Get used to more scary oil-market volatility in 2019. This is the message coming from leading industry strategists and forecasters after a bruising end to the year when Brent crude dipped below US$50 per barrel.
Although the benchmark has recovered a little in recent days, forecasters are concerned about the prospects of a sustained rebound. Unpredictable geopolitical upheavals like Brexit and President Donald Trump’s trade wars are expected to weigh more heavily on sentiment than the fundamentals of supply and demand.
“One of the key lessons learnt in 2018, painfully by some, is that market sentiment can shift violently without much change in fundamentals, requiring a steady, holistic perspective,” said Chris Midgley, global head of analytics at S&P Global Platts. “It is clear that this volatility will remain a feature across the energy markets in 2019.”
Global demand is becoming harder to predict. The world consumed on average a record 100 million barrels per day of crude in 2018 but the positive outlook is being clouded by weaker economic growth.
The Paris-based International Energy Agency (IEA), in its final market report of the year, kept its demand growth figure unchanged at 1.4 million barrels per day, blaming a weakening economy for offsetting the otherwise positive environment for oil consumption caused by weaker prices.
Meanwhile, stockpiles of unwanted crude continue to build up in tanks around the world. Inventories in OECD industrialized economies continued to build in October for a fourth consecutive month, by 5.7 million barrels, to an ocean of almost 2.9 billion barrels, according to the IEA. The build sent stockpiles above their five-year average for the first time since March.

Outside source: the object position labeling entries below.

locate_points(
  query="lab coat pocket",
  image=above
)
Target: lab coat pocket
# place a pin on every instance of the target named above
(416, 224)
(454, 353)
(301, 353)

“Fundamentals in the oil market look bleak, with slowing economic growth and weaker-than-expected demand pushing the market firmly into bear territory,” said Ashley Kelty, oil and gas research analyst at Cantor Fitzgerald Europe.
On the supply side, there is also little cause for certainty. Forced on the defensive, OPEC and its allies, led by Russia, had to cut output by a combined 1.2 million barrels per day starting in January. However, delivering on their pledges will be hard to achieve given the tough economic conditions many members now face.
Saudi Arabia — the world’s largest exporter — requires prices to trade significantly above US$80 per barrel to balance its bloated state budget. The kingdom remains locked in a bitter cycle of depending on oil rents despite repeated efforts to diversify its one-dimensional economic model. OPEC’s discipline also depends on the continued co-operation of Russia.
The Kremlin has cautioned against the alliance — which controls 40 per cent of the world’s supplies — making any hasty decisions in response to crude’s rout. However, after years of falling back on their foreign currency reserves to support their economies, few producers in the Gulf region have much financial room to manoeuvre.
Complicating their task further are U.S. producers whose success has undermined the cartel’s power in oil markets. U.S. crude production is forecast to bust through 12 million barrels per day in 2019, despite lower prices forcing some operators to cut capital expenditure budgets and rig counts beginning to ease.
The number of active permits to drill — which indicates the strength of future activity — ended the year at their highest level since 2013. The big question is how long can U.S. output continue to grow and remain economic for operators?
OPEC tried to answer the question in 2014 when, led by Riyadh, it launched a poorly executed price war to slow its booming North American rivals. But the tactic failed spectacularly.
It is clear that this volatility will remain a feature across the energy markets in 2019.Chris Midgley, S&P Global Platts
Nevertheless, some analysts have started to question the resilience of U.S. producers — many laden with debt and facing rising operating costs — to continue competing and growing at current price levels.
“If prices remain at these levels for a sustained period, North American producers are likely to begin curbing investment and production growth,” wrote Giovanni Staunovo, oil analyst at investment bank UBS. “That said, the Saudis, the backbone of OPEC+, are already leading by example and have already scaled back their exports this month.
“We expect improving oil inventory dynamics — primarily in the U.S. — to support oil prices over the coming months.”
Disruptions to supply are more likely to come from more exotic locations. Venezuela’s oil industry is on its knees and the country’s oil minister Manuel Quevedo — a former brigadier general — will take over OPEC’s rotating presidency in 2019.
The South American producer pumped 1.17 million barrels per day in November, according to the latest Platts OPEC production survey, down 630,000 barrels per day year-on-year.
Elsewhere, the political situation in Libya remains combustible with the threats to its oil infrastructure from rogue militias an ongoing occurrence.
Of course, less oil from either Venezuela or Libya flowing on to markets could be a short-term blessing for prices — but it also could be a sign that more frightening volatility is ahead.
— Andy Critchlow is the head of energy news at S&P Global Platts.